Во всяком случае, Севастьянов был на карнавале в цилиндре. Стоял на грузовике, рядом кулак с бородой, поп с бородой, раввин с бородой и кто-то еще в цилиндре — Ллойд Джордж?.. На другом грузовике ребята были загримированы под китайцев, индусов, негров: Интернационал.

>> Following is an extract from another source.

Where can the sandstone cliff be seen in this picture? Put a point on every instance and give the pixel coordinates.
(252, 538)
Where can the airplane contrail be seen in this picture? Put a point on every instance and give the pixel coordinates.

Они продвигались над теснотой людских голов, среди знамен алых, малиновых и густо-вишневых. (Тяжелый бархат цвета черной вишни. Ведь как бедны были в те годы, а самый слабенький заводик выносил знамя из шелка или бархата, кумач шел только на лозунги да на косынки женщинам…) Знамена, оркестры и хоры обгоняли едущих. Каждый оркестр играл свое, каждый хор пел свое, песня наплывала на песню и марш на марш. Иногда это все останавливалось: когда впереди где-то образовывался затор; и грузовики стояли затертые; а потом опять все медленно текло — красное, золотое, медное, скопление людей и музыки — вдоль Коммунистической. Во время остановок девчата в украинских костюмах, размахивая лентами, плясали на мостовой казачка и шамиля.
А какая-то дивчина стояла на крыше университетского здания — пять этажей — на самом краю. Крыша была покатая, держаться не за что. Но каждую демонстрацию стояла там дивчина, первого мая и седьмого ноября, то в светлом платье, то в пальто, по сезону. Она демонстрировала свое бесстрашие. Показывая на нее, говорили: «Вон она опять». Жутковато было, как она стоит на самом краешке покатой крыши, ничем не защищенная от смертельной высоты. Ее стриженые волосы трепал ветер.
Севастьянов раскланивался, поднимая цилиндр, и кричал: «гау ду ю ду» и «ол райт» — больше он по-английски не знал ничего. Поп крестил народ. Кулак гримасничал. Каждый с усердием нес свою агитационную службу.
Знакомые ребята, узнавая их, кричали: «Ванька Яковенко, здорово! Ленька Эгерштром, Шурка Севастьянов, здорово!» «Здорово!» — отвечал Севастьянов, забывая, что он лорд. Выкрикивались революционные лозунги он кричал «ура» со всеми.